Am 4. Dezember 1989 besetzten Erfurter Bürger die Bezirksverwaltung der Stasi. Die Bürgerrechtler waren die ersten Zivilisten, die hinter die Kulissen des Geheimdienstes schauen konnten. Was wusste aber der Bundesnachrichtendienst (BND) über die Stasi? Der BND hat auf Antrag von MDR THÜRINGEN Akten über das Stasi-System in Thüringen freigegeben.

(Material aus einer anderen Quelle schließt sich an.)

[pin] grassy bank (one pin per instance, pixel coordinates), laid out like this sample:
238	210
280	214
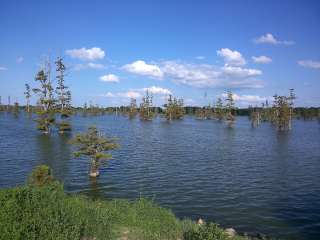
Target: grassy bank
42	210
46	212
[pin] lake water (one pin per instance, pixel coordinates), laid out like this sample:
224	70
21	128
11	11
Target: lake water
255	180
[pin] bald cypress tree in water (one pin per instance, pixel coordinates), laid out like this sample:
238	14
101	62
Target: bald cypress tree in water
230	109
219	110
63	97
27	94
46	101
283	111
95	146
146	112
174	108
133	108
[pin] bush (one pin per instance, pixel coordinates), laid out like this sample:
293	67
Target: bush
209	231
41	176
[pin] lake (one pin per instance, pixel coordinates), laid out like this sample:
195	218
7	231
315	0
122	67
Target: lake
252	179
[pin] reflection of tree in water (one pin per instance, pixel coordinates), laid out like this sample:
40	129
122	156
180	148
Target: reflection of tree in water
282	144
95	191
54	151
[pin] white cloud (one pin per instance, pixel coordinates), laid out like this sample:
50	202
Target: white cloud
90	54
309	64
90	65
233	58
262	59
270	39
239	72
157	90
247	99
129	94
204	75
109	94
142	68
200	57
20	59
109	78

Mitten im Herzen von Erfurt, direkt am Domplatz, steht ein großer Klinkerbau: das Gefängnis Andreasstraße. Dort wurden zu DDR-Zeiten von der Staatssicherheit (Stasi) tausende Menschen aus politischen Gründen inhaftiert. Direkt neben der Untersuchungshaftanstalt befand sich seit 1952 die Bezirksverwaltung der Staatssicherheit - bis zum 4. Dezember 1989. An diesem Tag wurde erstmals eine Bezirksverwaltung der Staatssicherheit von Bürgerrechtlern besetzt. Neugierig nahmen die Besetzer den riesigen Gebäudekomplex unter die Lupe, sicherten Akten und ergründeten die Aufgaben einzelner Stasi-Abteilungen. Obwohl die Bezirksverwaltung des Ministeriums für Staatssicherheit (MfS) im Stadtbild äußerst präsent war, war bis zu diesem Zeitpunkt über das Innerste der Staatssicherheit kaum etwas bekannt. Zumindest in der DDR.

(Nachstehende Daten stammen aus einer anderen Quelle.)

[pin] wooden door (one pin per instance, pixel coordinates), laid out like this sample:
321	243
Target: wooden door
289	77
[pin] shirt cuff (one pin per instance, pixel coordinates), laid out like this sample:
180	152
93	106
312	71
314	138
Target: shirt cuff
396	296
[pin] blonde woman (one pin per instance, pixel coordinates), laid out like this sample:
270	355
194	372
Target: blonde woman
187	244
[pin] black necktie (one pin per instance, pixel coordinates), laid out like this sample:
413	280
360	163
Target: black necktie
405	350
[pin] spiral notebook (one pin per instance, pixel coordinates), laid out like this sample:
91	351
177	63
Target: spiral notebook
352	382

Denn nicht nur Bürgerrechtler interessierten sich für die Staatssicherheit in Erfurt. Bereits seit Jahrzehnten hatte der Bundesnachrichtendienst (BND) die Bezirksverwaltung auf dem Schirm. MDR THÜRINGEN hat Dokumente aus dem BND-Archiv ausgewertet, die zeigen, dass der bundesdeutsche Geheimdienst schon frühzeitig detailliert über Aufbau und Struktur der Bezirksverwaltung informiert war. In einer "Kurzauswertung" über den "sowjetzonalen Staatssicherheitsdienst" vom Oktober 1957 wird nicht nur die Andreasstraße 38 von außen beschrieben ("Alle Fenster sind vergittert, rotes Ziegeldach"), sondern es werden auch sieben Telefonanschlüsse sowie 14 Dienstwagen teilweise mit Kennzeichen und Farbe aufgelistet. Die Personalstärke der Bezirksverwaltung gibt der BND für den Sommer 1957 mit rund 300 Mann an.

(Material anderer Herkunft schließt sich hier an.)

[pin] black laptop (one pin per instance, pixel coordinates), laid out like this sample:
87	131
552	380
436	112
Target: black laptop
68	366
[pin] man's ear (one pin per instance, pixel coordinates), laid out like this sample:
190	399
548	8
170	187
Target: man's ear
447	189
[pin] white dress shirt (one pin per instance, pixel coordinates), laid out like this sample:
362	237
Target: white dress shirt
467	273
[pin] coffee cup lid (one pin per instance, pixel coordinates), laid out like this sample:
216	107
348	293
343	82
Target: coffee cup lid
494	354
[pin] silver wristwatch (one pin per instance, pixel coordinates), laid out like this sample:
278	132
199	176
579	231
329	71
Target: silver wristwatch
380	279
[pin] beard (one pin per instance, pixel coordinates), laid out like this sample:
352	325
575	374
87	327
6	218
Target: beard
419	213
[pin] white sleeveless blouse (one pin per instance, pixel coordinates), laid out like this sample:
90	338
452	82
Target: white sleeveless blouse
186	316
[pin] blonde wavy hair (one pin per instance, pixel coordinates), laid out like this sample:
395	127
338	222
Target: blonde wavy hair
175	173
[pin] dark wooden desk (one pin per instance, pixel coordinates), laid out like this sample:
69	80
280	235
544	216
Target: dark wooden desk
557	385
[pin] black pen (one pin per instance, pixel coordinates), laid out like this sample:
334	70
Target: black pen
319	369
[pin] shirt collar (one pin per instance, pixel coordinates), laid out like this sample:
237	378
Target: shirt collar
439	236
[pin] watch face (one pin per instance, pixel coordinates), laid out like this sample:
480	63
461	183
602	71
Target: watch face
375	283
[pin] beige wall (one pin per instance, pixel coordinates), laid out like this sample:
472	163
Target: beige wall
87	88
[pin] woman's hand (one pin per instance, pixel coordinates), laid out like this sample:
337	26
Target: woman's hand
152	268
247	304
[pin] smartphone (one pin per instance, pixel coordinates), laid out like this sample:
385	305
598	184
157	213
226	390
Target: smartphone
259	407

BND kannte die Abteilungsleiter

All diese Angaben in der "Kurzauswertung" sind nicht besonders brisant und für einen Geheimdienst relativ leicht zu ermitteln. Schwerer ist dagegen, die personelle Zusammensetzung der Bezirksverwaltung aufzulisten. Und hier war der BND nicht schlecht: Vom Leiter der Bezirksverwaltung bis zu einzelnen Abteilungsleitern kannte der bundesdeutsche Nachrichtendienst Namen, Dienstgrad und mitunter sogar das Geburtsjahr. Zwar fehlen mitunter die Vornamen der Genossen oder Namen sind nicht immer ganz korrekt geschrieben, aber Stichproben zeigen, dass die Informationen korrekt sind. Dem Bundesnachrichtendienst waren auch die Adressen und Funktionen von unterstellten Außenstellen der Bezirksverwaltung bekannt. So war die Staatssicherheit nach BND-Informationen im VEB Abus, bei den Erfurter Verkehrsbetrieben, im Olympia-Werk, im Funkwerk und bei Optima präsent. Auch die Dienststellen der Postkontrolle in den Bahnpostämtern waren bekannt.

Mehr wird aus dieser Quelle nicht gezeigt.